In July 2015, Justice Heath at the High Court of Auckland in Taylor v Attorney-General issued a formal declaration of inconsistency that an electoral law amendment introduced by the Fifth National Government that removed the ability of inmates voting rights in the Electoral Act 1993, was an unjustified limitation under section 12(a) of the New Zealand Bill of Rights Act 1990, which prescribes voting rights to all citizens aged 18 years and over. This was the first declaration of inconsistency in New Zealand.

This was appealed to the Court of Appeal by the Attorney-General who argued that the court had no jurisdiction to issue a declaration of inconsistency unless it was expressly authorised by legislation, the Court of Appeal called this a "bold argument" and said that "inconsistency between statutes is a question of interpretation...and it lies within the province of the courts." Furthermore Speaker of the House David Carter in the case challenged the use of parliamentary proceedings in the High Court decision and argued that this was a breach of parliamentary privilege. In its ruling, concluded that no breach of parliamentary privilege occurred and that senior courts had the jurisdiction to make a declaration of inconsistency. This was then further appealed by the Attorney-General to the Supreme Court which dismissed the appeal and upheld the judgment by the Court of Appeal.

=== New Zealand Bill of Rights (Declarations of Inconsistency) Amendment Act 2022 ===
On 29 August 2022, the New Zealand Bill of Rights (Declarations of Inconsistency) Amendment Act 2022 received Royal assent and commenced on the same day.
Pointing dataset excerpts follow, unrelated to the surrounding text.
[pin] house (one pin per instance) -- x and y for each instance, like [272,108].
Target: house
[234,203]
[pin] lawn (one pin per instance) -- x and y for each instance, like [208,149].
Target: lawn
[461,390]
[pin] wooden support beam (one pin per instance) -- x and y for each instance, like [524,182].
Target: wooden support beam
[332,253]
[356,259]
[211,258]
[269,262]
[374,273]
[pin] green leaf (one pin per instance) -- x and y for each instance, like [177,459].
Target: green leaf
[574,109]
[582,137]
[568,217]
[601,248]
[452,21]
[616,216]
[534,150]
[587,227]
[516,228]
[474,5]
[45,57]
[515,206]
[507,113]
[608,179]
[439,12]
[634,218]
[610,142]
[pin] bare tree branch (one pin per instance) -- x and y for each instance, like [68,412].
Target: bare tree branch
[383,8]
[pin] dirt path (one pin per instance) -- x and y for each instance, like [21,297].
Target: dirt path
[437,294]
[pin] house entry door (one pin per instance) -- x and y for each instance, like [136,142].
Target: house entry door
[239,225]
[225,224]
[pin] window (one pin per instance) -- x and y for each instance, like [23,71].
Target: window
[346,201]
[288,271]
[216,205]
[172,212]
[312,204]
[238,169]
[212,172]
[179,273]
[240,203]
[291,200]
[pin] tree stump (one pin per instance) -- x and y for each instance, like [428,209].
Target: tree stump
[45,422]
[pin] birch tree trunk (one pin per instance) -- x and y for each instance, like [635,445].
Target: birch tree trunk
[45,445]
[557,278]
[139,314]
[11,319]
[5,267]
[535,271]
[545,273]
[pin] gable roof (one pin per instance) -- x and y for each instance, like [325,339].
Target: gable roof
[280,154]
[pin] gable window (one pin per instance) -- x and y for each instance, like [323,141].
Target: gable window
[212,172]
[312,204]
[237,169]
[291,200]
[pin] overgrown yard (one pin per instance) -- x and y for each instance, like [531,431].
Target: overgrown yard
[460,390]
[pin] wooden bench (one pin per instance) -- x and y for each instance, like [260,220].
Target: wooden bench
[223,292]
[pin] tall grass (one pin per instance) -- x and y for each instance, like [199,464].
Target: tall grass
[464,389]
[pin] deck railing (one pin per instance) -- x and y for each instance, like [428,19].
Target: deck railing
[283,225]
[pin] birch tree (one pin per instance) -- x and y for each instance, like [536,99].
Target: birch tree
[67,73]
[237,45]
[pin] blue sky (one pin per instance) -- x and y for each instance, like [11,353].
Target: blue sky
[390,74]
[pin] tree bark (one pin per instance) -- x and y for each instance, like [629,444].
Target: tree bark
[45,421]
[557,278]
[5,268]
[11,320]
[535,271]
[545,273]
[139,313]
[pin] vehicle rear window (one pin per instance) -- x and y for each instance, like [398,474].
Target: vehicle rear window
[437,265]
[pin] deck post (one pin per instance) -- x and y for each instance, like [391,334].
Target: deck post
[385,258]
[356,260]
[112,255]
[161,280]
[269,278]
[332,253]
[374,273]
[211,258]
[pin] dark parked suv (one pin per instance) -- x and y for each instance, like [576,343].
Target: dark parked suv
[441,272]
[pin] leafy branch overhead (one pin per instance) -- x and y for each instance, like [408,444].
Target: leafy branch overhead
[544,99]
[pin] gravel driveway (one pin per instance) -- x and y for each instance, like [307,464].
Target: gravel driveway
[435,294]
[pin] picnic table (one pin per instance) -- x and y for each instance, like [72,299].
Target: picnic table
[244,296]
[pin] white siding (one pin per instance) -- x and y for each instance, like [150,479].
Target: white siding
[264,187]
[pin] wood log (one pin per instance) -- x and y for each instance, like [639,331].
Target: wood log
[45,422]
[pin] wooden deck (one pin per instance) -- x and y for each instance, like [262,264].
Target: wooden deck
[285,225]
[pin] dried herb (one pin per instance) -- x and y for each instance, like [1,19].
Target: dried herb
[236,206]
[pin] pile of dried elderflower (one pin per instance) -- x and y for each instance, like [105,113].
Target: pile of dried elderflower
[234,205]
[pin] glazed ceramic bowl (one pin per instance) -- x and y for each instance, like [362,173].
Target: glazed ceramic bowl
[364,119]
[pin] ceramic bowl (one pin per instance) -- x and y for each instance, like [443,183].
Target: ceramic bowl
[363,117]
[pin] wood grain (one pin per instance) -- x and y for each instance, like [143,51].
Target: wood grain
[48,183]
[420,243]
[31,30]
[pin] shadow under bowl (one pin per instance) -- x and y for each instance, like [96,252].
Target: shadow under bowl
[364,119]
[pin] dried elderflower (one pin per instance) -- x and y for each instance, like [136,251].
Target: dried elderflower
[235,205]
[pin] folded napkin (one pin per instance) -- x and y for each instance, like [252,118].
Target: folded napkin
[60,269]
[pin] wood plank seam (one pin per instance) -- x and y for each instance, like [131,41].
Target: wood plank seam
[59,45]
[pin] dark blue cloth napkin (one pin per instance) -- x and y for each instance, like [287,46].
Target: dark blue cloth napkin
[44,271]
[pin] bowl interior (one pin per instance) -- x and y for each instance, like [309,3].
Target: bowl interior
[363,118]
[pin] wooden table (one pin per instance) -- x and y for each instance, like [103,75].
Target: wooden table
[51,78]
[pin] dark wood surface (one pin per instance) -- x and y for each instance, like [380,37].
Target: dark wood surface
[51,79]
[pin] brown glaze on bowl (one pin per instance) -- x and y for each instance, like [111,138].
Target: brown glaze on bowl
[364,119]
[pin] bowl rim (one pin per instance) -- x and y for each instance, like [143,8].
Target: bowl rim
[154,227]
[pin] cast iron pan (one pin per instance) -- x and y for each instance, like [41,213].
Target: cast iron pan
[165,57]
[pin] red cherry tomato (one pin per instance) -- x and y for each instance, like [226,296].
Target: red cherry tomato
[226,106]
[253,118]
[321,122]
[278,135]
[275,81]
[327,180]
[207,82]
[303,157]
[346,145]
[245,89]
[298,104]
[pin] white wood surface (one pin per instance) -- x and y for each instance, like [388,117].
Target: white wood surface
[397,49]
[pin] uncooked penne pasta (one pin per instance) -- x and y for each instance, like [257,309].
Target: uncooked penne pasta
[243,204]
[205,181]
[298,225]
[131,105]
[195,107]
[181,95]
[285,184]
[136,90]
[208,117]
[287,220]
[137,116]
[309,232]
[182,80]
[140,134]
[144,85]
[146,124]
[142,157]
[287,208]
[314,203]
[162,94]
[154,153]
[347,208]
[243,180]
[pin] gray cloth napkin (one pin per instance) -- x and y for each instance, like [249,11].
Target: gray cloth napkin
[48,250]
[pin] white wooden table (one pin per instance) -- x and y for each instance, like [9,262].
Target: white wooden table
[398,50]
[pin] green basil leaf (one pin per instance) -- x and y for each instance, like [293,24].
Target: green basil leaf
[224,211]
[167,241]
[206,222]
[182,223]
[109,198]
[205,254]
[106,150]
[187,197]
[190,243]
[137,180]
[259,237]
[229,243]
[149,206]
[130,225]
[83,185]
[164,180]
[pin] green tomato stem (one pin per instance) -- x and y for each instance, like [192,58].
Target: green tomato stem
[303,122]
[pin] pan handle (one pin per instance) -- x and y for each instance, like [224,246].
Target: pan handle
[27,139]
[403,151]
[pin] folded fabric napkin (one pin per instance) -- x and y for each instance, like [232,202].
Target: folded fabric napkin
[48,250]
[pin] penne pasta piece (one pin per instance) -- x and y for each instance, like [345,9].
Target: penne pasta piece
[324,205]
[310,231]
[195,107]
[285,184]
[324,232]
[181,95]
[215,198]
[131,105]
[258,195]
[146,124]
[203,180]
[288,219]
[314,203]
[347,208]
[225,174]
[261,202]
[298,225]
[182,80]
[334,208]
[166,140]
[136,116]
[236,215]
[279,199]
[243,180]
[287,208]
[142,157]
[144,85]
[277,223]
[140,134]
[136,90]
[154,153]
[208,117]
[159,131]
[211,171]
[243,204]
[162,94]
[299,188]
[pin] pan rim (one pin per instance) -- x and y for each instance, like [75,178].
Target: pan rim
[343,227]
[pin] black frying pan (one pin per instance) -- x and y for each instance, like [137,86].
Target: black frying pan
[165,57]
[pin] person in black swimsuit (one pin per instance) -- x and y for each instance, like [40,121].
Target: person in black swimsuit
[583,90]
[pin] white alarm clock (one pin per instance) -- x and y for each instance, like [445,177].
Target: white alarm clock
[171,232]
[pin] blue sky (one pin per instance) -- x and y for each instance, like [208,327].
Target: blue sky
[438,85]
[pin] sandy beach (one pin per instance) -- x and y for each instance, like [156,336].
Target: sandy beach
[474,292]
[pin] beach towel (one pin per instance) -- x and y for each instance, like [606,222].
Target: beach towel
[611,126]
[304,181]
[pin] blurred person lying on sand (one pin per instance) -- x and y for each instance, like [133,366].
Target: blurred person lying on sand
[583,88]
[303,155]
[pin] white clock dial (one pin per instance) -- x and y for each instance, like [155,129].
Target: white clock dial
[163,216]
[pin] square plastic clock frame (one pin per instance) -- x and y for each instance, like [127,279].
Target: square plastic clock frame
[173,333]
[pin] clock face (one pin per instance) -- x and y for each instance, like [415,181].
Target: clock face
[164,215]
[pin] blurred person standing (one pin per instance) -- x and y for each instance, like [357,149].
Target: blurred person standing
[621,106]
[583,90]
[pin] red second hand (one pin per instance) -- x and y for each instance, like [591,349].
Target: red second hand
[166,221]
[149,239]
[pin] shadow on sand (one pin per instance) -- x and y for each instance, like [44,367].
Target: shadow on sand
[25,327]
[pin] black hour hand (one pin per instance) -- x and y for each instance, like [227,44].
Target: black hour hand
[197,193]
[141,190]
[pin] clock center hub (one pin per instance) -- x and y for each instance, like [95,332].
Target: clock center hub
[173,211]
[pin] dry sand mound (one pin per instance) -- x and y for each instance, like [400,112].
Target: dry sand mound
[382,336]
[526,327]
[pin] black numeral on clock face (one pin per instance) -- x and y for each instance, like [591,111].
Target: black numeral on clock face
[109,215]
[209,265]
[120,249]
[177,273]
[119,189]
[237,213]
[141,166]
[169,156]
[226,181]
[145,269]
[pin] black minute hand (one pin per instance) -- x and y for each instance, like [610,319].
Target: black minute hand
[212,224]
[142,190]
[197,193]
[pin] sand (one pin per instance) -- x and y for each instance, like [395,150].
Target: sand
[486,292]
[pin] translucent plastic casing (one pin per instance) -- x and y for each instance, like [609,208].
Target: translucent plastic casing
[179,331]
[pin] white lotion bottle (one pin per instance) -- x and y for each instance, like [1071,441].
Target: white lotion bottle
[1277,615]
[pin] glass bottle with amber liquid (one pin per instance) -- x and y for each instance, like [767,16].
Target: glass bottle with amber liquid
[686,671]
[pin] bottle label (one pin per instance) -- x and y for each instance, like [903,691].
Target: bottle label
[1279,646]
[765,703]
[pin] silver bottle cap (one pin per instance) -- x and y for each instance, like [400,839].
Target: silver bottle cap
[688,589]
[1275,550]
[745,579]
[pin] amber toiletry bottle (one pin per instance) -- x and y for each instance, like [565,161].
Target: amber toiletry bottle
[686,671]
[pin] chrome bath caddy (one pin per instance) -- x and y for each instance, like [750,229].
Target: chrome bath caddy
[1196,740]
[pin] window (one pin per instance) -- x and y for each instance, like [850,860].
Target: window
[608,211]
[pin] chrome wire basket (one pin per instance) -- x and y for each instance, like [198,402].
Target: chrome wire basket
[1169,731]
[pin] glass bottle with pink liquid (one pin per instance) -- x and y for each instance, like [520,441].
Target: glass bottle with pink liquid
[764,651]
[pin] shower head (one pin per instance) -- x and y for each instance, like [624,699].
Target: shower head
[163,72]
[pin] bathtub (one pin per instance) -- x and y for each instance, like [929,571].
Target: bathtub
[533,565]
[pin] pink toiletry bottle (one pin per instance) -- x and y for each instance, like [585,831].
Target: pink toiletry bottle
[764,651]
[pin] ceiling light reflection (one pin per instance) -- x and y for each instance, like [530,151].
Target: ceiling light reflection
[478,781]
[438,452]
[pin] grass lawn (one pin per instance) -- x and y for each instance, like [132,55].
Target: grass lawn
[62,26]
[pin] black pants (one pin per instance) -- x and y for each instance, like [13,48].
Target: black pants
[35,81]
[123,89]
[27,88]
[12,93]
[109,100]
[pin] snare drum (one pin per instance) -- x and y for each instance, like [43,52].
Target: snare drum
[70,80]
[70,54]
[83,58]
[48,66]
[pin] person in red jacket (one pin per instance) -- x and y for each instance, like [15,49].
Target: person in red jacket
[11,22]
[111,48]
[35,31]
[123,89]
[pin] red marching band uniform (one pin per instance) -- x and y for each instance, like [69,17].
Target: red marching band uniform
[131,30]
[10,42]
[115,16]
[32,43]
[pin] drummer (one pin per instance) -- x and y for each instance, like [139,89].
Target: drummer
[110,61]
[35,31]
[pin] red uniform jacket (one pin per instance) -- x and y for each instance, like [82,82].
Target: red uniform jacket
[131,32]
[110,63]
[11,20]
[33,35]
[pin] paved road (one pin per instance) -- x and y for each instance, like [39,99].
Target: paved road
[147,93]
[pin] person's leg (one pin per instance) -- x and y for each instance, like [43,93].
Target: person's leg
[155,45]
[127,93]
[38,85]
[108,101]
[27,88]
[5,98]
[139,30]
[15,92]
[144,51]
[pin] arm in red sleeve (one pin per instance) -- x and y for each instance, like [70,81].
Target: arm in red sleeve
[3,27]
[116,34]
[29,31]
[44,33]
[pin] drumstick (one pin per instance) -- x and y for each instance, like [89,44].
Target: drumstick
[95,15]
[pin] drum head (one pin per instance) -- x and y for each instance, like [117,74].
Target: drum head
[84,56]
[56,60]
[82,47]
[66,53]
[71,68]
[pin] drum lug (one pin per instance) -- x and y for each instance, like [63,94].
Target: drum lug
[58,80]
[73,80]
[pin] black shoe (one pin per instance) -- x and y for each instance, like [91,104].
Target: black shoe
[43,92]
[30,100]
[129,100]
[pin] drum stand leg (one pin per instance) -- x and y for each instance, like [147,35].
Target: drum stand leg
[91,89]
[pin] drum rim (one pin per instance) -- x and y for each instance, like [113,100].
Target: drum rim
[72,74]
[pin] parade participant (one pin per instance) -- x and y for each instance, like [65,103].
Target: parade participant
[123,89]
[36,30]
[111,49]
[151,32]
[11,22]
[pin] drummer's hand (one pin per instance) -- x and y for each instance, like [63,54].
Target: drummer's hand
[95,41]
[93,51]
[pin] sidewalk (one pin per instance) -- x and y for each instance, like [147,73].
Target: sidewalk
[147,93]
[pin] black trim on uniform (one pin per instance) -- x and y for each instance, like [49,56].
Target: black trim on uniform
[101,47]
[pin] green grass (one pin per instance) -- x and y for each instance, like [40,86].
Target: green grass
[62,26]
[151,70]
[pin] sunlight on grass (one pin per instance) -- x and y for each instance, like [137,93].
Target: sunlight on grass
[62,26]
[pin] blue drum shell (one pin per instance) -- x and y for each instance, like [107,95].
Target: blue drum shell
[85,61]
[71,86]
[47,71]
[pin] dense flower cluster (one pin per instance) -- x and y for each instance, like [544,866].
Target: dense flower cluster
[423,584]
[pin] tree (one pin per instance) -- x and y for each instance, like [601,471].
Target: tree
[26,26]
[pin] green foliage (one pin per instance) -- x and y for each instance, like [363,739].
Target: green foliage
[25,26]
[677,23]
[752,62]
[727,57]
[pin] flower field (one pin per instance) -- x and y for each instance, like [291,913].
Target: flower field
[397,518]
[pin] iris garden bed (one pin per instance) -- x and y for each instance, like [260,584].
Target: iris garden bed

The amendment act introduced a legal requirement for the Attorney-General to notify parliament when a declaration of inconsistency is made, and further that the responsible Minister must present a report to parliament that details the government's response to the declaration.

=== Make It 16 Incorporated v Attorney-General ===

On 21 November 2022, the Supreme Court issued a declaration of inconsistency in the Electoral Act 1993 and Local Electoral Act 2001 after ruling that the voting age of 18 was unjustified age discrimination under the NZBORA. In the case, the court also affirmed the jurisdiction confirmed by the court in Taylor v Attorney-General and noted the passing of the New Zealand Bill of Rights (Declarations of Inconsistency) Amendment Act 2022.